Iker Pou, Eneko Pou and Micher Quito have completed the first ascent of 'Pisco Sour' on the SW Face of Nevado Pisco (5780m) in Peru. The 640m mixed route breaches difficulties up to 85°/M6 and was climbed in a 20-hour push on 12 June 2024.

Basque mountaineers Iker Pou and Eneko Pou and their Peruvian counterpart Micher Quito have added a difficult and direct mixed climb to Nevado Pisco (5780m), after Alpamayo and Huascarán one of the most famous mountains in the Cordillera Blanca of Peru. Named Pisco Sour, the 640m outing was climbed in a 20-hour push and breaches difficulties up to 85°/M6.

Eneko explained "We began the actual climb at 7:50 am after a long approach crossing a long, heavily crevassed, and dangerous glacier. We didn’t reach the summit ridge, and thus finish the diffculties, until 6:30 pm.

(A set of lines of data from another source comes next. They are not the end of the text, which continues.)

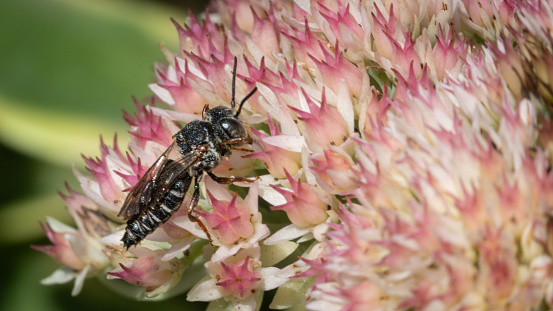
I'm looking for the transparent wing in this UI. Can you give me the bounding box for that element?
[118,142,203,219]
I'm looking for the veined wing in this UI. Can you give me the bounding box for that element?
[118,142,201,219]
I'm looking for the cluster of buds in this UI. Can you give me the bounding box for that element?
[35,0,553,310]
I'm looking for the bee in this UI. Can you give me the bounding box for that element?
[118,57,257,249]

At 7:30 pm, already completely dark, we finally reached the main summit of Pisco for the second time in a week, having ascended it a few days earlier via the normal route for acclimatization. In between, there were 12 pitches and 630 meters of sustained ice and mixed climbing (with ice axes and crampons), pushing us to our limits. At one of the diffcult sections, both Micher and I suffered falls. Though without serious consequences, Micher is still noticeably limping."

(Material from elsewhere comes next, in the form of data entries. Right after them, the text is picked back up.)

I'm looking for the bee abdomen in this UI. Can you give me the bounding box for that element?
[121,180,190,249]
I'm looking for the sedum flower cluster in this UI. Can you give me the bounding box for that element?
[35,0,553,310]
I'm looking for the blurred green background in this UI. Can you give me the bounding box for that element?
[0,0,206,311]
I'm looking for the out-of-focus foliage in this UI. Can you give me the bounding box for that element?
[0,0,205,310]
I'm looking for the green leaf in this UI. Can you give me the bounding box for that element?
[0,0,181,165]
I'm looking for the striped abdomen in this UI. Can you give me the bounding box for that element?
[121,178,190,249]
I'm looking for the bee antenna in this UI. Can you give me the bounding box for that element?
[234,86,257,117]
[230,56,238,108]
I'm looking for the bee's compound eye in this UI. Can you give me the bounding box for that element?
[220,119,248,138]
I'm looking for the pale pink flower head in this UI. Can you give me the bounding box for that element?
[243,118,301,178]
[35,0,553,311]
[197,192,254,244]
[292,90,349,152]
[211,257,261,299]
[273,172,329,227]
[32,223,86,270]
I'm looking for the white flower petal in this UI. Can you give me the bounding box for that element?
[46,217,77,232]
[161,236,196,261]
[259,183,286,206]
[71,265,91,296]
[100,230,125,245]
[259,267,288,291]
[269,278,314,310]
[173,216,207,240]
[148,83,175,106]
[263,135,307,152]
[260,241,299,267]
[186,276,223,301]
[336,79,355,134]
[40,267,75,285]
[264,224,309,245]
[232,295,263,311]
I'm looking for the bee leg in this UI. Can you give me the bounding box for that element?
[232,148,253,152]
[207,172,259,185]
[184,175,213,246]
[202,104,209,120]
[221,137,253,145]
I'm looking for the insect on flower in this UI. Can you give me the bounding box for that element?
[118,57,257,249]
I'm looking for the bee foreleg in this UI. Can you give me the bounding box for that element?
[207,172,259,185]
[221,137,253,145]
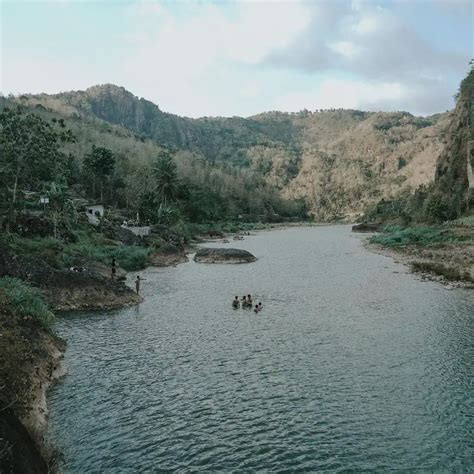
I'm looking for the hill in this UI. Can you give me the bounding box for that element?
[5,84,450,221]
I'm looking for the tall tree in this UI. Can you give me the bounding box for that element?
[84,145,115,202]
[0,107,75,228]
[152,150,179,207]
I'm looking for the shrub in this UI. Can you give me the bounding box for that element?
[63,242,151,271]
[0,277,54,329]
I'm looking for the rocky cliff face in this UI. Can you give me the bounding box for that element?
[434,70,474,215]
[12,84,456,220]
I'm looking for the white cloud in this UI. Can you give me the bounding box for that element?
[273,79,452,115]
[123,2,309,116]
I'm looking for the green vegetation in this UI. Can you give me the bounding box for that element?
[63,242,151,271]
[0,277,54,329]
[370,225,470,247]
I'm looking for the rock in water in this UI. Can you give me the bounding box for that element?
[352,222,380,232]
[194,248,257,263]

Iker commented "We thought it would be much easier than it turned out to be, but the little ice we found, combined with loose snow and the size of the wall — 630 meters of climbing — meant we didn’t progress as quickly as we wanted. In the upper part, we got into a labyrinth of enormous seracs that seemed never-ending. When night fell during the last pitch, there was a moment when I thought we’d have to bivouac with nothing but what we had on us. We didn’t have sleeping bags, mats, or a stove to melt snow for water and prepare food. Our plan was to go light to complete the climb in a day, but with night falling on us, our plans were going awry. Thankfully, a few minutes later, when it was already pitch dark and both Micher and I had our headlamps on, Eneko shouted through the walkie-talkie that he had reached the summit ridge and was out of the vertical section. We both screamed with joy, as did those 1100 meters below us at the refuge, who had been anxiously following our climb via the radio we left with them."

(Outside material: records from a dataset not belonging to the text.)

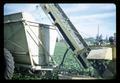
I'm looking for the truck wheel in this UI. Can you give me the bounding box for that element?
[4,48,14,79]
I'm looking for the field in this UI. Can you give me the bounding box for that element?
[13,42,116,80]
[13,42,94,80]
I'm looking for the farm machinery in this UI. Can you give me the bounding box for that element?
[4,4,114,79]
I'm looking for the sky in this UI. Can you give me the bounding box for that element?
[4,3,116,38]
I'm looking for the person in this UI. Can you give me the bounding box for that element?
[109,36,115,45]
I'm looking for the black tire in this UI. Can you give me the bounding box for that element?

Their success on Pisco is the last stage of their acclimatisation period in Peru, and comes after the demanding rescue effort to locate and recuperate the body of Italian mountaineer Tomas Franchini. The Basque brothers concluded "We are very happy because we thought it would be a relatively easy climb to end our acclimatization process, but we ended up, almost unintentionally, achieving one of our best ascents in the range. We can assure you it wasn’t easy because, besides all the technical aspects we described, we had to battle our own minds, which turned out to be our worst enemy. Just a few days ago, we recovered the lifeless body of our Italian companion, Tomas Franchini, from Cashan at 5686 meters. We risked our own lives to bring him back to his loved ones, and with everything we went through there, we weren’t in the best emotional state. But we managed to turn it around, and that’s what’s important."